Allendale, an agricultural market strategies and analysis firm, says US farmers plan to plant more soybeans and corn and less wheat this year. According to its survey of American growers in early March, producers are expected to plant 83.74 million acres of soybeans, up 7.64 million acres from a year ago. They intend to plant 94.63 million acres of corn, up 4.9 million acres from 209. Wheat is anticipated to tumble to 44.47 million acres, a 693,000 drop from last year.

Weather conditions are damp in the key growing areas, with much of these favorable conditions predicted to occur in April, May, and June.

But while American farmers expect to raise their output levels, Brazil is continuing to ship soybeans at huge levels. Brazil’s foreign trade department confirmed that it exported 11.6 million tons of soybeans last month, a 38% increase from the same time in 2019. The US Department of Agriculture (USDA) forecasts that Brazil’s export total will hit 77 million tons in the 2019-2020 marketing year, a 3% jump from the previous year.

Brazil’s biggest market was China, accounting for more than 40% of the exports. However, a new report suggests that Beijing may witness lower arrival of soybean shipments this month. Beijing-based Cofeed told S&P Global Platts that logistical issues in South America could lead China to receive just 6.9 million metric tons of soybeans, down from 7.6 million mt from April 2019.
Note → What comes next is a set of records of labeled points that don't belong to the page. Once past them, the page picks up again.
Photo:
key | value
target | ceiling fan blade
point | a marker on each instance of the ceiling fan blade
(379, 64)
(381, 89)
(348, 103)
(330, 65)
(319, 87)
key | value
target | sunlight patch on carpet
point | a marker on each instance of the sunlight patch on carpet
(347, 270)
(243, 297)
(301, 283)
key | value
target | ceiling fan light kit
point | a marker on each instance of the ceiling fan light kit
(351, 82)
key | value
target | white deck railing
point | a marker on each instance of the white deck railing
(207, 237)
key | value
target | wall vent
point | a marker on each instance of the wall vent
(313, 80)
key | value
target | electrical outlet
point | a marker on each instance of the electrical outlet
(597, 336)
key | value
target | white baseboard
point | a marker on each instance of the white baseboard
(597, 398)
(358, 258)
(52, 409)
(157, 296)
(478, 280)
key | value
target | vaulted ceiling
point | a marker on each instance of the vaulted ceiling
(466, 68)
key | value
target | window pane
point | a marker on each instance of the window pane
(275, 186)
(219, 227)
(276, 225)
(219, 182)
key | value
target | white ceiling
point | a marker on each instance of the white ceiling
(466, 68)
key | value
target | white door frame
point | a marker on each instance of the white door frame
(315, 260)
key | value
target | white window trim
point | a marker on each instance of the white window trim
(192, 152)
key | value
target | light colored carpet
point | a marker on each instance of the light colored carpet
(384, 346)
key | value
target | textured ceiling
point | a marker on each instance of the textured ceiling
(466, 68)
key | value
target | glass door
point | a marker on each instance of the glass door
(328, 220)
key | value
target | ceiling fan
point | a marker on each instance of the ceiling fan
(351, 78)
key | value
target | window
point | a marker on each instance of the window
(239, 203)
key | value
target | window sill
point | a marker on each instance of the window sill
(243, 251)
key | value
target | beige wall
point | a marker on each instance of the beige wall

This is something that Brazil could afford – for now. Argentina’s farmers are growing fewer amounts of soybeans and exporting even less. Producers are slashing output and curtailing operations due to the coronavirus-induced lockdown, higher export tariffs, and higher municipal taxes and fees. Other countries, like Russia and Ukraine, are also hinting that they plan to reduce grain exports during the COVID-19 pandemic.

In other agricultural markets, May corn futures shed $0.03, or 0.91%, to $3.2775 per pound. May wheat futures tacked on $0.0625, or 1.14%, to $5.555 a bushel. May coffee futures rose 0.0015, or 0.13%, to $1.168 per pound.